There are five key parts to this repository.
- README.md: Explains the purpose of the repository and identifies how the parts relate and can be used.
- raw_data.md: Contains a link to the raw data source the tidy_wearable_data originated from.
- tidy_data.txt: A simple text output of the final to-be-analyzed data.
- run_analysis.R: The R script that generates the tidy_data.txt from the raw data source.
- CodeBook.md: A codebook describing the variables in the final to-be-analyzed dataset (tidy_data.txt).
To get the tidy_data.txt, the user needs to:
- (a) Install R and the reshape2 library.
- (b) Download the raw data zip file. It should be left unzipped.
- (c) Download the run_analysis.R file to the same location as the raw data zip file. [Not necessary to have in the same location, but tidy].
- (d) Begin R and set the working directory to the location of the raw data zip file.

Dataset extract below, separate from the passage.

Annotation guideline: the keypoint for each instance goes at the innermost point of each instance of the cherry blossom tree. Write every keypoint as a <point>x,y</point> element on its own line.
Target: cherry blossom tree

- (e) Source the run_analysis.R file.
This should result in a tidy_data.txt file being output to the working directory location. It will also leave a copy of the cleaned data in the R workspace for analysis. This will be a data frame called "tidy_data".
The script is not robust to user error. You need the supporting library installed, the working directory set correctly, and the raw data zip in the correct location.
The script is not robust to changes in the raw data zip structure. Changes to this structure will likely cause the script to fail.
The script is well annotated but, in brief, it does the following.
- (1) Unzips the data.
- (2) Imports and binds the various pieces of the training and test data separately and then merges these. A condition variable is added to keep track of the data source.
- (3) Imports relevant labels for the variables and sets these.
- (4) Extracts the mean and standard deviation variables.
- (5) Melts and casts the extracted values to arrive at mean value for each variable for each participant/activity combination. There are 30 participants total and 6 activites, resulting in 180 final observations.